Families harvest tradition, trees, pumpkins at Priddy Farms

Stepping out of the car at Priddy Farms in Bartlett, customers inhale deeply and say it already smells like Christmas before their shoes crunch on the gravel. The scent of cedar and pine fills the air, already laced with smoke from the campfire where children are roasting marshmallows.

The occasional chainsaw growls, and machinery whirs as employees put trees in the “shaker,” a contraption that knocks off loose needles. Other workers deftly pull trees into narrow tubes of netting to compact them before they are tied to car roofs and carted off to Mid-South homes. Kids who aren’t obediently following parents through rows of trees squeal on the farm’s rope swings or scamper through a massive wooden playhouse in the shape of a ship.
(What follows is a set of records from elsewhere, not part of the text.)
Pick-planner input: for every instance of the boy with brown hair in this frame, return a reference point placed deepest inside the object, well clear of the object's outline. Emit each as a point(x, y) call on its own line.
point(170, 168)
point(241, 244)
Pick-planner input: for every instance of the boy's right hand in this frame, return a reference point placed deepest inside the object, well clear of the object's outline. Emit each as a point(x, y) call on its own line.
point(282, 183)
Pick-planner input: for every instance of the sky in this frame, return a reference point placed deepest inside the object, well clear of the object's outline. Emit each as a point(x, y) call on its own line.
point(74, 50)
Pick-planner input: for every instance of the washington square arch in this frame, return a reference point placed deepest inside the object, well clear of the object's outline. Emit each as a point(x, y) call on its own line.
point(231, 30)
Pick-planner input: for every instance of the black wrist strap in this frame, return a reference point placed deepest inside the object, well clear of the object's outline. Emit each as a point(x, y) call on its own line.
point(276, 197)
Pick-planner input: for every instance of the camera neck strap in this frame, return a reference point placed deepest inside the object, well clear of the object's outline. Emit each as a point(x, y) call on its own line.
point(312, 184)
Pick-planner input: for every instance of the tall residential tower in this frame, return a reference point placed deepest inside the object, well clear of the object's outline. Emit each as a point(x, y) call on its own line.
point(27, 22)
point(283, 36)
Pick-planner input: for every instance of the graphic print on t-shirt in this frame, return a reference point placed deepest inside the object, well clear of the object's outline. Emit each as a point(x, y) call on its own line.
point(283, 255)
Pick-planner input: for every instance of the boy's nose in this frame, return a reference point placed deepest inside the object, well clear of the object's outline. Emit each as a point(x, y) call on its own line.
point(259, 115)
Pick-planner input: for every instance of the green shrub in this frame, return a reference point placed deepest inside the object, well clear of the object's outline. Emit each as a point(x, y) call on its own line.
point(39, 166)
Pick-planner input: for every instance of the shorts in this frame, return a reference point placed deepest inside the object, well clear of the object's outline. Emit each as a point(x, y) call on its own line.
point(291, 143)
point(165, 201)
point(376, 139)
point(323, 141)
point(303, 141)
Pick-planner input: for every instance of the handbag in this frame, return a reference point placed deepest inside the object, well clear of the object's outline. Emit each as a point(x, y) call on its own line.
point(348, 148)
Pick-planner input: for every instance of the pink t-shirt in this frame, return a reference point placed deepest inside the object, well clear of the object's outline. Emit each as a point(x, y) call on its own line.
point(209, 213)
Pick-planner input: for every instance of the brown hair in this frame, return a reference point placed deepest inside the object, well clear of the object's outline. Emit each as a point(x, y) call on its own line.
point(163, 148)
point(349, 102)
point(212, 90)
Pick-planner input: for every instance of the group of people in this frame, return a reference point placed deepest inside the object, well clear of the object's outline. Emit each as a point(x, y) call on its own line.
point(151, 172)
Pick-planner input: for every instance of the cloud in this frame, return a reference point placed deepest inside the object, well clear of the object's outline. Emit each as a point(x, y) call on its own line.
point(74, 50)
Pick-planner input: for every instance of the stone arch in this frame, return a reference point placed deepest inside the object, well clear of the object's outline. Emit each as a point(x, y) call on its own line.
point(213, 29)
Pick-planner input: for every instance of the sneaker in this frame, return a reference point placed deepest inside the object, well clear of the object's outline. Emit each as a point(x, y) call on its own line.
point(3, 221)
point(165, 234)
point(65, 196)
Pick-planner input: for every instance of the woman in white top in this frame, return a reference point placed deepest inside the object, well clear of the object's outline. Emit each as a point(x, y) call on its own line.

Otherwise, it’s just the crackle of the fire, the wind in the trees, and the quiet padding around of the farm’s mournful-eyed hound, Taz, looking for someone to pet him.

The people of Priddy Farms aim to please with whatever the customer needs. A customer with a Ford Focus last year made it home with a 12-foot tree. A few years back, a happy college-age customer left in a small Nissan with a his pick of a 20-footer that stuck out in every direction. The mismatch between vehicle and Christmas tree ambition is a common one.

It’s been a tradition for 18 years now for many families to pick a live tree at the 24-acre farm, owner Spencer Priddy says. He operates the Christmas tree farm and pumpkin patch and also has been a Memphis police officer for the past 14 years.

He used to take his family to a similar property in Millington every Christmas. He was 30 when those operators went out of business, and he looked at his own under-used land, researched online, and thought, “I could do this.”

Since then, he has built his business from scratch. It took him five years of importing trees before his own plantings were mature enough to be harvested.

Today, he sells a mix of imports — frasier fir, concolor fir (white fir) and blue spruce — and his own trees. He plants Virginia pines, Leland cypress and the classic Eastern red cedars that most Southerners’ grandparents used to cut for the season. Precuts start around $60 (military discounts offered), and the cut-your-own trees cost $50.

A core group of customers have been coming since his first year. One is “the canoe man,” a customer who loves to kayak and canoe, and he cuts three Priddy Farms trees every year. Priddy says he looks for him and others every season.

The people coming back are his favorite part of the work. “It’s like old family, especially when you see the same people for years and years. You may not always remember the names, but you always remember the faces.”

One employee, Tyler Flynn, is a former customer himself who started coming to Priddy’s pumpkin patch with his family when he was 5 or 6. He showed up for a job ad about three years ago and has been working there ever since then when his school schedule allows.

Priddy is proud of the young men who work for him. “They help me out, and they do a good job.”

While he talks about his people and the business he loves, a steady stream of customers come into the work shed and pay with cash and credit cards. One jokes that he picked out a 10-foot tree, but a foot got cut off it. He looks expectantly at Priddy, who assures him that he paid for that extra foot so he ought to be sure to take it with him. They laugh, and the customer opens his wallet.

People are honest to a surprising degree, Priddy says, with the realization seeming to please him. He has had customers during pumpkin season get down the road and come back to pay a forgotten $1 fee they overlooked. He’s comfortable operating on the honor system.

He tries to please customers with a wide range of services, including classes on wreath making, and his business also creates wreathes and garlands to order. For those who are picking out a live tree, he sells or provides everything a customer needs. Customers don’t even have to bring their own rope to tie the trees to their cars.

Smooth end-of-year operations require year-round planning and work, however. In January, Priddy completes the post-Christmas clean-up and plants 1,000 to 1,500 new trees, anything from small saplings to trees in three-gallon containers. By May, the trees get a spring bloom, and he trims them to a conical shape before they harden off.

Around June and July, he prepares for pumpkin season by tilling the ground, with the goal of planting around July 4.

There’s another tree bloom in mid- to late-August among the Virginia pines, so they get another trim. He recently invested in a large backpack model equipped with a trimmer about eight feet tall, angled just right so he can walk around the tree and quickly shape it. The costly purchase was worth it because it compressed his trimming time from weeks to about two days, Priddy says.

He opens his pumpkin season in late September, and then it’s a race through the busy pumpkin and tree seasons until the end of the year.

Despite the worry of farming through a drought and the responsibility of operating as an entrepreneur, Priddy takes joy in his farm.

“When you were a kid, you had that sense of fantasy and Christmas, and ever since I’ve been doing this, it feels kind of the same now. Because you’re providing joy and happiness to families, and you get to see the little kids have fun. And they get all excited and big eyed, and you’re helping them find their perfect Christmas tree and making their Christmas. I really like it.”

He adds, “Yeah, it’s work. But if you like what you’re doing, it’s not really work.”